Enfin, à la dernière porte à gauche, Mme Henry s'écarta et dit, "Voici votre chambre. Nous avons pris la liberté de la décorer un peu, mais vous êtes libre de la changer comme bon vous semble. Nous vous laissons. Dormez bien."
"Mulţumesc," dit-il formellement dans sa langue maternelle. Les Henry le regardèrent d'un air interrogateur. "Oh, cela signifie merci en roumain. Parfois, j'oublie et je commence à parler ma langue maternelle. Pardonnez-moi."
"Oh, non, c'est parfait, Fane," dit Mme Henry. "J'aimerais beaucoup apprendre votre langue et votre culture, alors n'hésitez pas à l'utiliser quand vous le souhaitez."
"Eh bien, encore mulţumesc et noapte bună, ce qui signifie bonne nuit."
Sur ce, les Henry se retournèrent et s'éloignèrent, laissant Fane explorer son nouveau territoire.
Son esprit revint au présent, laissant les souvenirs de cette nuit mouvementée s'estomper. En se détournant de la fenêtre, Fane jeta un coup d'œil autour de sa chambre. Il fut de nouveau frappé par le confort qu'il ressentait maintenant dans cette pièce, un contraste frappant avec les tensions qu'il avait ressenties avant son arrivée. Les Henry avaient décoré sa chambre dans des tons hivernaux, avec les loups comme thème dominant. Quelle coïncidence. Les murs étaient peints d'un blanc scintillant comme la neige, et un mur contenait une fresque d'une forêt d'hiver. Au loin, un loup solitaire se tenait sur une colline enneigée, la tête inclinée vers le ciel, hurlant dans une posture solitaire. La scène provoqua une douleur chez Fane pour la meute qu'il avait laissée derrière lui. Mais malgré le désir d'être avec ses compagnons de meute et sa famille, Fane savait qu'il avait pris la bonne décision en venant ici.
Le lit était de taille normale avec une épaisse couette bleue et de nombreux oreillers. À gauche de la porte de la chambre se trouvait un immense placard avec des tiroirs intégrés le long d'un mur. Fane passa par une autre porte et entra dans une salle de bain spacieuse avec une douche vitrée et une baignoire séparée.
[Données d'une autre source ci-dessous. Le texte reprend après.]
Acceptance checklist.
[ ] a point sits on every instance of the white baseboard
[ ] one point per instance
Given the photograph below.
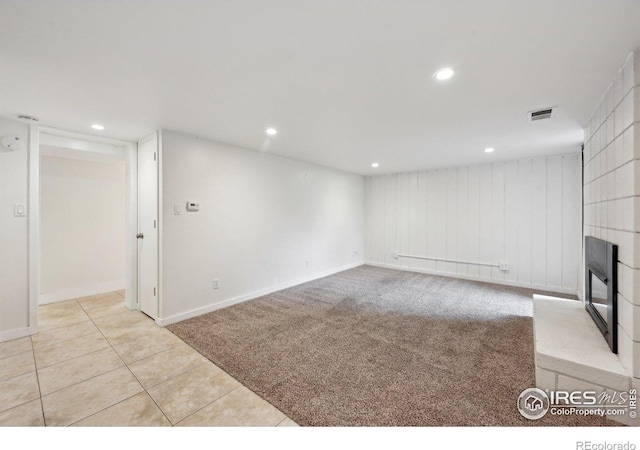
(16, 334)
(558, 290)
(82, 291)
(250, 296)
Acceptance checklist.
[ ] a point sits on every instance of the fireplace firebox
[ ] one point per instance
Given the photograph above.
(601, 287)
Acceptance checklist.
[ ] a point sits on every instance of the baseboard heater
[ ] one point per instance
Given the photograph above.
(501, 266)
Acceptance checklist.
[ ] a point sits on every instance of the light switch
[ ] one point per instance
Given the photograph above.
(19, 209)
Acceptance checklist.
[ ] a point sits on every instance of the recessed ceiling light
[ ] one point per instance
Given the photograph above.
(443, 74)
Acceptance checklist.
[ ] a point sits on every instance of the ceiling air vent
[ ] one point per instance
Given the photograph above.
(540, 114)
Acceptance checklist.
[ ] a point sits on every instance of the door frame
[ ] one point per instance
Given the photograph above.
(37, 134)
(158, 135)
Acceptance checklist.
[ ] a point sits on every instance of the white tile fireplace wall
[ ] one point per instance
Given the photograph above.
(612, 196)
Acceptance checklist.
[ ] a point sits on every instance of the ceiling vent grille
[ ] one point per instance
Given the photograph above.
(540, 114)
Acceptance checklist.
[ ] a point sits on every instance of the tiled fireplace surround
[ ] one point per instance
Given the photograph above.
(570, 351)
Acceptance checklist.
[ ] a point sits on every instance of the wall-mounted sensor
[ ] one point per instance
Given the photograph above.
(11, 143)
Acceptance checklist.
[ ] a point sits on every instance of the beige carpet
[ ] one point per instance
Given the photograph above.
(379, 347)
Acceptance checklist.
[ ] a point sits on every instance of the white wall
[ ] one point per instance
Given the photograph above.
(261, 218)
(82, 227)
(14, 292)
(612, 196)
(524, 212)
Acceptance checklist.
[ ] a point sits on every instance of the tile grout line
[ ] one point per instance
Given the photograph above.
(219, 398)
(144, 388)
(35, 367)
(109, 371)
(124, 365)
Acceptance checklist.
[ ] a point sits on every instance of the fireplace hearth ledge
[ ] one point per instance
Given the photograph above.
(570, 353)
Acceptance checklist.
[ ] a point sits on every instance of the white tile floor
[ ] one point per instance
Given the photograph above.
(95, 363)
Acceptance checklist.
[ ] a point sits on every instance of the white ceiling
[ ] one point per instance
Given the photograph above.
(346, 82)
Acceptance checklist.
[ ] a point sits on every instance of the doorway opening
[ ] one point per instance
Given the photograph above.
(87, 218)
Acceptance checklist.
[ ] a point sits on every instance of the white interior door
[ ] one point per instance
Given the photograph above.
(148, 226)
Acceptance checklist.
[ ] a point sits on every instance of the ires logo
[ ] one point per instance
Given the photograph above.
(588, 398)
(534, 403)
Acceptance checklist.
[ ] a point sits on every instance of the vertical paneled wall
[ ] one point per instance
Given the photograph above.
(526, 213)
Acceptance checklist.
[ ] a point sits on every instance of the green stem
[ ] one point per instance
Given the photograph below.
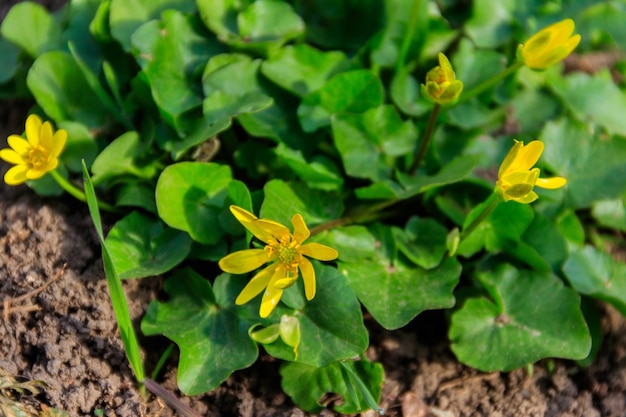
(77, 193)
(491, 203)
(421, 152)
(408, 35)
(490, 82)
(351, 375)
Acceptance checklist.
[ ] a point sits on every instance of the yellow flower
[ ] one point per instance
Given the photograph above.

Après un rapide tour de sa chambre, il décida de prendre une douche pour se débarrasser de l'odeur des aéroports bondés et des personnes inconnues. L'eau chaude coulant sur ses muscles fatigués était agréable. Son loup ne semblait pas se soucier de la douche. Tout ce qui l'intéressait, c'était la femelle de l'autre côté de la rue. Fane rigola pour lui-même. "Impatient, n'est-ce pas ?" Son loup l'ignora. Il boudait, et Fane savait qu'il ne pouvait rien faire pour apaiser sa colère.
Il finit par se glisser dans le lit moelleux et tira la couette chaude autour de lui. Ses yeux se fermèrent, et sa dernière pensée avant de s'endormir fut pour des yeux d'émeraude éclatants.